Plaintiffs contend, without citation to authority, that CHP’s duty to operate the truck scales so as to avoid trucks backing up onto the freeway was mandatory. Plaintiffs did not allege below that CHP was liable for failing to discharge a mandatory duty (see § 815.6 [public entity liable for injury caused by its failure to discharge a mandatory duty “imposed by an enactment that is designed to protect against the risk of a particular kind of injury”]), instead basing their cause of action against CHP only on a theory of premises liability. As plaintiffs do not cite section 815.6 in their briefs on appeal, we conclude they are not attempting to premise CHP’s liability on this provision for the first time now. In any case, they have not established that the CHP manual, which stated that traffic flow should be maintained so that vehicles did not back up on to the roadway, qualified as an enactment. (See Posey v. State of California (1986) 180 Cal.App.3d 836, 847-849 [internal CHP guideline not enactment within meaning of section 815.6].)

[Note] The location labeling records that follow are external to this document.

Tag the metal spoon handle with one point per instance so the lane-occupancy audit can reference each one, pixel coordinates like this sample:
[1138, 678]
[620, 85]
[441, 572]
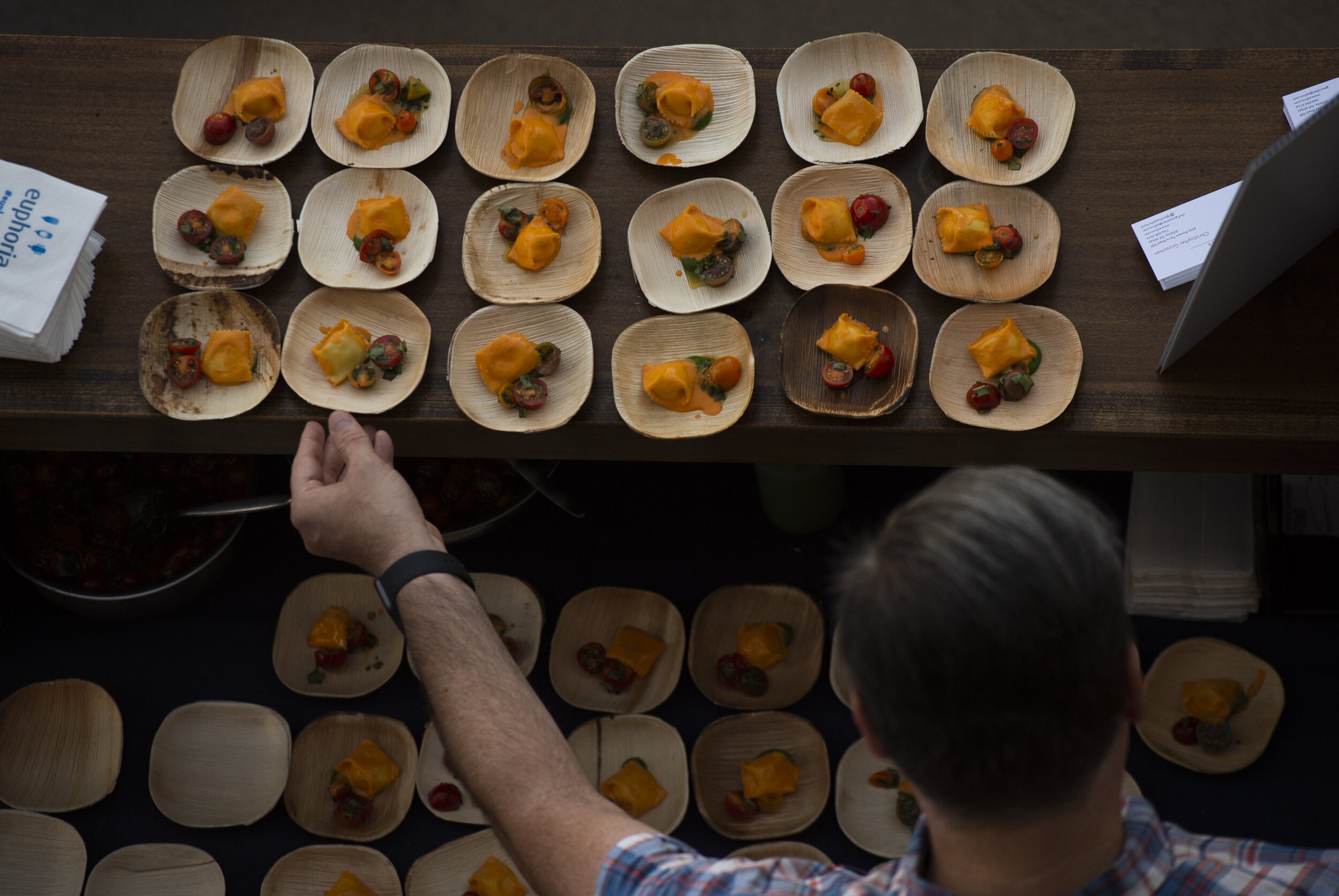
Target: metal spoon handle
[242, 506]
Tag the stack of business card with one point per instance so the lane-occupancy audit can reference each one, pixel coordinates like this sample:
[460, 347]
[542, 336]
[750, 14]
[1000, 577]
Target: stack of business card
[47, 245]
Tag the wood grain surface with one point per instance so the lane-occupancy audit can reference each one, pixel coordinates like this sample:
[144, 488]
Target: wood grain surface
[1209, 411]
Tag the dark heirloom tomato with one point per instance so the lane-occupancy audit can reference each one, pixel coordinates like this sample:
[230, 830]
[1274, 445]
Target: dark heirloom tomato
[352, 811]
[983, 397]
[880, 363]
[375, 244]
[615, 677]
[386, 351]
[445, 797]
[529, 393]
[864, 85]
[194, 227]
[386, 84]
[869, 210]
[837, 374]
[591, 657]
[219, 127]
[730, 667]
[1022, 134]
[184, 370]
[550, 359]
[741, 807]
[330, 658]
[260, 130]
[1007, 236]
[228, 250]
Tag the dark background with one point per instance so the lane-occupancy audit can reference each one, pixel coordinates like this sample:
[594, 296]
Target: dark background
[220, 649]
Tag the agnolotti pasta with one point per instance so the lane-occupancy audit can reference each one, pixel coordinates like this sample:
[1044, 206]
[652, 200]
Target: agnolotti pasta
[965, 228]
[256, 98]
[343, 349]
[235, 213]
[849, 341]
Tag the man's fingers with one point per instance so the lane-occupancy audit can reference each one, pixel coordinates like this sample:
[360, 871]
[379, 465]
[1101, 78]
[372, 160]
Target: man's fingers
[307, 464]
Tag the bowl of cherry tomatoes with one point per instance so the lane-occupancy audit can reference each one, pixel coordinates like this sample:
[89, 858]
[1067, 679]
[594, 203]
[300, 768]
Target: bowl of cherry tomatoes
[97, 532]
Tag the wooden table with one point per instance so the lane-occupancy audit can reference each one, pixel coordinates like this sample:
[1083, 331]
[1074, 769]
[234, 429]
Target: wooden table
[1153, 129]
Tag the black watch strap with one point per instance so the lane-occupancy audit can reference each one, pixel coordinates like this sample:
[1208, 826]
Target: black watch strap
[410, 567]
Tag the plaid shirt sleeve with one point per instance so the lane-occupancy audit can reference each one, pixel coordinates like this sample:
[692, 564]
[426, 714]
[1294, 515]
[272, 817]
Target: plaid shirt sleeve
[655, 865]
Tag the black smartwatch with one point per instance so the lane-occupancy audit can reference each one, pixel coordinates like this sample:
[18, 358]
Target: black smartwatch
[410, 567]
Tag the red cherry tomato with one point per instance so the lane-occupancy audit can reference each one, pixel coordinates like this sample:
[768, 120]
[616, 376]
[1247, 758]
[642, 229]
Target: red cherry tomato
[1187, 731]
[741, 807]
[184, 370]
[983, 397]
[445, 797]
[1007, 236]
[591, 657]
[1022, 134]
[529, 393]
[837, 374]
[194, 227]
[880, 363]
[869, 210]
[219, 127]
[386, 84]
[864, 85]
[331, 658]
[375, 244]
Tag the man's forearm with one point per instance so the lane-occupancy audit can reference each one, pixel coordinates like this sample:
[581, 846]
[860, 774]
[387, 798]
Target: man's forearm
[504, 744]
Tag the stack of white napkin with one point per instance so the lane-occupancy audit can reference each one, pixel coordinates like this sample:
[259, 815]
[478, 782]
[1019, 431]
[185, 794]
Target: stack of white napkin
[47, 245]
[1190, 551]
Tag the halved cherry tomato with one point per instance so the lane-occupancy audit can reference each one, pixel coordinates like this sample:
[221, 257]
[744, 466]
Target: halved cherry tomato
[194, 227]
[529, 393]
[880, 362]
[989, 258]
[869, 210]
[983, 397]
[228, 250]
[864, 85]
[386, 84]
[352, 811]
[330, 658]
[445, 797]
[741, 807]
[375, 244]
[615, 677]
[725, 373]
[1007, 237]
[837, 374]
[591, 657]
[730, 667]
[184, 370]
[219, 127]
[1022, 134]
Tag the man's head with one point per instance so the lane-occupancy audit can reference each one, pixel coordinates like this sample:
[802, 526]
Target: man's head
[986, 635]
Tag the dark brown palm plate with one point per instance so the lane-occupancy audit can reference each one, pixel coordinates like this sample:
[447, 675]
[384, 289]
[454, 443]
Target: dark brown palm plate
[802, 362]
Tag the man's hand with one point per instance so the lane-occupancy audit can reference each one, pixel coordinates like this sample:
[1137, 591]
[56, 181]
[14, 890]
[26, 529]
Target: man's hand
[349, 501]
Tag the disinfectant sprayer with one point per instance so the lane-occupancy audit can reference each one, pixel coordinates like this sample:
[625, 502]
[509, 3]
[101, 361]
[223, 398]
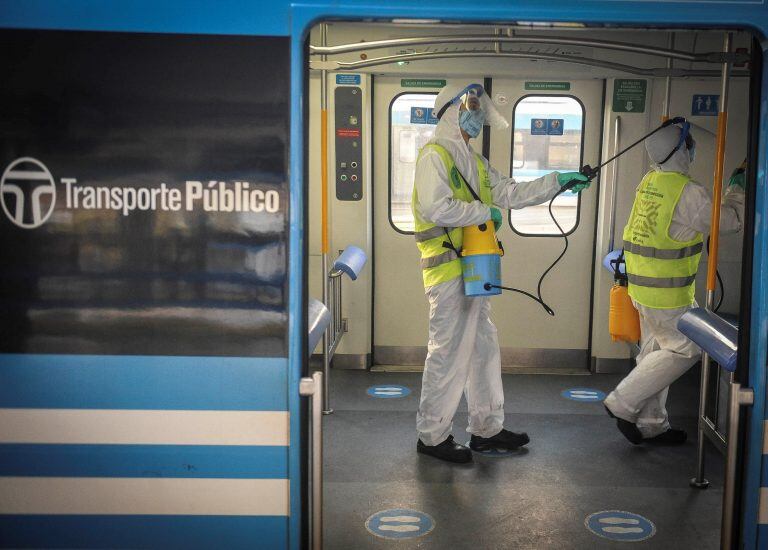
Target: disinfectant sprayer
[591, 173]
[623, 319]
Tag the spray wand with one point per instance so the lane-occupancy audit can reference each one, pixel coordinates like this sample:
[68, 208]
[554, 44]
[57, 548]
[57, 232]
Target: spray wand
[590, 173]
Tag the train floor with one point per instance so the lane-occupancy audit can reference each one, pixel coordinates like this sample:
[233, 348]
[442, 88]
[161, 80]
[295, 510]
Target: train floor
[577, 464]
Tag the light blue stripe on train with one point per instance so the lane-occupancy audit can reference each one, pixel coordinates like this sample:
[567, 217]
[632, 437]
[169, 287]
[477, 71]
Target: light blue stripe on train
[143, 452]
[143, 382]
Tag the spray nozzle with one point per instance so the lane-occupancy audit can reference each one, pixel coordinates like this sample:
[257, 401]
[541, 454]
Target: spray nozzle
[670, 121]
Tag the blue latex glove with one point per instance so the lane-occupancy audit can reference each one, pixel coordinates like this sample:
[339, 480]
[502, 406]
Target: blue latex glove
[496, 217]
[738, 177]
[566, 177]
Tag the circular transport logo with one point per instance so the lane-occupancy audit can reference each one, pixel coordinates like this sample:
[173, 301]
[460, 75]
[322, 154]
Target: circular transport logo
[620, 526]
[27, 193]
[583, 394]
[399, 523]
[388, 391]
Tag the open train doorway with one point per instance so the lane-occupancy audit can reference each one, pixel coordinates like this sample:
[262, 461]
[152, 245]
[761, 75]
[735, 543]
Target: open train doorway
[571, 97]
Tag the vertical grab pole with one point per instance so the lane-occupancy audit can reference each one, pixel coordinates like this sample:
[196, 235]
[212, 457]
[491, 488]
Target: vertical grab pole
[614, 184]
[668, 81]
[313, 387]
[722, 123]
[324, 211]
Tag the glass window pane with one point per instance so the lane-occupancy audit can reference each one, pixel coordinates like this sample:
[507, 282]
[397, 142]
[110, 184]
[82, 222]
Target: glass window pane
[406, 139]
[547, 136]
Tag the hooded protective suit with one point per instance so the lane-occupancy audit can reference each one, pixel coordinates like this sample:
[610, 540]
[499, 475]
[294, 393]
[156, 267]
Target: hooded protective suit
[463, 348]
[665, 354]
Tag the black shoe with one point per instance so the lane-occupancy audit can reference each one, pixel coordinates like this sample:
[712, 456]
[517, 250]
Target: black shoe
[627, 429]
[448, 450]
[672, 436]
[505, 439]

Plaintiffs also raise a number of challenges to the trial court’s rulings on the parties’ objections to evidence. They have provided inadequate citations to the portions of the record that contain the disputed evidence, and they have cited no authority for their contentions. Accordingly, we will treat these points as waived. (See Badie v. Bank of America (1998) 67 Cal.App.4th 779, 784-785; Guthrey v. State of California (1998) 63 Cal.App.4th 1108, 1115.) In any case, we have reviewed the record, and even if the trial court had ruled otherwise on the disputed evidence, our conclusions would be the same.
III. DISPOSITION
The judgment is affirmed.
We concur: RUVOLO, P.J., REARDON, J.